Selesai makan, mereka melanjutkan berkeliling mal karena dua sahabat ini memang sering menghabiskan waktu liburan bersama. Lia yang bekerja sebagai guru taman kanak-kanak, sedangkan Mala adalah seorang terapis di sebuah klinik tumbuh kembang. Mereka sengaja pergi ke mal ini karena Mala dan Lia sama-sama ingin menghadiri acara ulang tahun murid mereka yang kebetulan sama-sama mereka pegang tuk belajar. "Kalau dipikir-pikir, ngapain ya tadi kita makan dulu, kan entar juga dapat makan dari Adit," ucap Mala ketika mereka berjalan di antara barisan toko yang berjajar di kanan kiri. Lia tertawa, "Hahah... kan tadi lo bilang lapar dan acaranya Adit masih dua jam lagi," jawab Lia memainkan pandangannya menikmati barang yang tersusun di etalase toko yang dilewati.

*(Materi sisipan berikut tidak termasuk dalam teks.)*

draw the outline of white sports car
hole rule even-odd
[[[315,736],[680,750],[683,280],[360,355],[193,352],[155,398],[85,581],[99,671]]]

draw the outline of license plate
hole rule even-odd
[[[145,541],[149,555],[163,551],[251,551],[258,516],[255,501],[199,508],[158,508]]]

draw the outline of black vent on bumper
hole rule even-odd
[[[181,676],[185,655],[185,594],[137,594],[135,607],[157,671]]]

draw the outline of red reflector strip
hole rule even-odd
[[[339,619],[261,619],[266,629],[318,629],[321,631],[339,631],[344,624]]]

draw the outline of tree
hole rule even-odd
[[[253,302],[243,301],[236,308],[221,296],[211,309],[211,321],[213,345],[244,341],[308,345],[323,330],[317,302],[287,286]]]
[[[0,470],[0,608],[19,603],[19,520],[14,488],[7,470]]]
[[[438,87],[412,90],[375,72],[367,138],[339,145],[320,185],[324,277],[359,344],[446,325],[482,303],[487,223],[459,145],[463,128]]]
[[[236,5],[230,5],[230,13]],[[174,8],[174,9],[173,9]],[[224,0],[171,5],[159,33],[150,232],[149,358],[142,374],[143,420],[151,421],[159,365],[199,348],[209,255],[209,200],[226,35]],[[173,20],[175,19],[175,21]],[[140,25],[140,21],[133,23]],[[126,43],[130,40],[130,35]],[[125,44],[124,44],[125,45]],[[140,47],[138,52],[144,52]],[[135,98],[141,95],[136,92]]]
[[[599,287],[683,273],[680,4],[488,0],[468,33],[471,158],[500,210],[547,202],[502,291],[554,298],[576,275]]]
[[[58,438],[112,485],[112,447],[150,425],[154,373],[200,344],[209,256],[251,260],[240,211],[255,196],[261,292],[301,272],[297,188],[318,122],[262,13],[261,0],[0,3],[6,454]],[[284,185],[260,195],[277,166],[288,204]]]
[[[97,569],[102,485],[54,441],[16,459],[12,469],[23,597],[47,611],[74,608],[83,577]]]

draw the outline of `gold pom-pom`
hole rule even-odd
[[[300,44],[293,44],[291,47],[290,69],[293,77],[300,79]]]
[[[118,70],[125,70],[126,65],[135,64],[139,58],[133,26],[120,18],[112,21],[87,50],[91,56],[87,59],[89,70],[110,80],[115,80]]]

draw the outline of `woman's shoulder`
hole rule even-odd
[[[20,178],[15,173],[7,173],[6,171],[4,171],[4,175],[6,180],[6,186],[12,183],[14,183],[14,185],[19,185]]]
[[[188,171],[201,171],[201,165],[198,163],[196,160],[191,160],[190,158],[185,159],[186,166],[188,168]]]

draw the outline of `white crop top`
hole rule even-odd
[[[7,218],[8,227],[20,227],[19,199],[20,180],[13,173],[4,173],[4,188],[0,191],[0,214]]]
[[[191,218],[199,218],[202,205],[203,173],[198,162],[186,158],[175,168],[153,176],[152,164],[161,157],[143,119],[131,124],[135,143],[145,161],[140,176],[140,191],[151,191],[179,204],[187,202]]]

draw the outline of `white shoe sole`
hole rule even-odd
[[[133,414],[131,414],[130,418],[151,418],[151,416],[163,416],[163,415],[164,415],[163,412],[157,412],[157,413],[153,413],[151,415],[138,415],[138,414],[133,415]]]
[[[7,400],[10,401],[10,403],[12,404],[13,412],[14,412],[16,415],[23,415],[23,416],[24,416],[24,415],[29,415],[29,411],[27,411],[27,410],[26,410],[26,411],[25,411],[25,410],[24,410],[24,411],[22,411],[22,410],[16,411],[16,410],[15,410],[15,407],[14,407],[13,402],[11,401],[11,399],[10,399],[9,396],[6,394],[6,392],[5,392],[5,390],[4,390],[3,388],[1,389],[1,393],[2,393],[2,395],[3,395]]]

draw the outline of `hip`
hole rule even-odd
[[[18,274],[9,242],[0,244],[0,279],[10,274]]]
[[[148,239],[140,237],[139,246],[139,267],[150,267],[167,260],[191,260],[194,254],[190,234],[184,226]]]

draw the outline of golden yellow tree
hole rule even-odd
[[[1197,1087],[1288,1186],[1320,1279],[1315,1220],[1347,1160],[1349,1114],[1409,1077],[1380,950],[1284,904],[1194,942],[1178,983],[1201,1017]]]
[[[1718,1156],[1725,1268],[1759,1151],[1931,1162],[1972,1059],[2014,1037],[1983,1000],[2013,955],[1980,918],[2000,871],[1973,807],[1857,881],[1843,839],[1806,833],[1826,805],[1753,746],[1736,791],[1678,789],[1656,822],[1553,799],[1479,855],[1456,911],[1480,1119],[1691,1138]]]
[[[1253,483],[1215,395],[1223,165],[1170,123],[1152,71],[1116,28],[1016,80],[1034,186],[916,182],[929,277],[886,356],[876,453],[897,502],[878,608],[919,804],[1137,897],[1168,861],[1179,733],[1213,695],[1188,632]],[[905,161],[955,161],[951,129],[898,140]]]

Mala mengangguk-angguk, "Kita beli kado yuk, Lia," ketika melihat toko buku. "Dimana?" singkat Mala bertanya. "Tuh ada toko buku kan di sana, juga banyak pernak-pernik, siapa tahu ada yang cocok tuk Adit," jawab Lia dengan mengarahkan wajahnya ke arah sebuah toko buku tak jauh dari mereka berada. "Juga cocok dengan kantung kita," ledek Mala, dan kedua gadis ini tertawa.

 

"Lia, itu bukannya Bule Ririn," kata Mala tertegun ketika tatapannya melihat seorang wanita yang dia kenal. Lia menahan langkah dan memperhatikan keadaan di sekitarnya. "Mana, La?" tanyanya penasaran. Mala tak menjawab, dia menarik lengan Lia dan berjalan cepat ke arah seorang wanita berambut ikal sebahu dengan berpakaian kasual. "Bule Ririn!" seru Mala berusaha memanggil wanita yang berada di depan mereka dengan jarak 3 meter. Wanita itu menoleh, bahkan sempat membalikkan badannya sejenak, namun ketika Lia yang dilihatnya, dia malah berlalu meninggalkan Mala dan Lia yang tersentak. "Bener itu Bule Ririn," ucap Lia tertahan, namun dia dengan cepat mengejar tantenya itu yang lebih cepat menghilang di antara kerumunan pengunjung mal. Lia dan Mala tak tinggal diam, mereka menerobos melangkah sigap di antara para orang yang asyik berjalan-jalan, tapi buruan mereka seolah ditelan keramaian pengunjung mal. Lia menghentikan langkahnya menarik nafas, "Masya Allah, cepat amat ya Bule Ririn menghilang," ucapnya mengatur nafas, diikuti Mala yang masih celingukan menoleh kesegala penjuru yang mampu dia pandang. "Iya, kemana sih dia?" timpal Mala. "Yah, udah deh, emang ketahuan banget dia sengaja ngilang," Lia berkata sambil mengambil ponselnya dari dalam tas. "Lah, pasti dia takut sama lo, Lia. Lo mau telpon siapa?" kata Mala menatap Lia yang memainkan gawai. "Mama," singkat Lia menjawab.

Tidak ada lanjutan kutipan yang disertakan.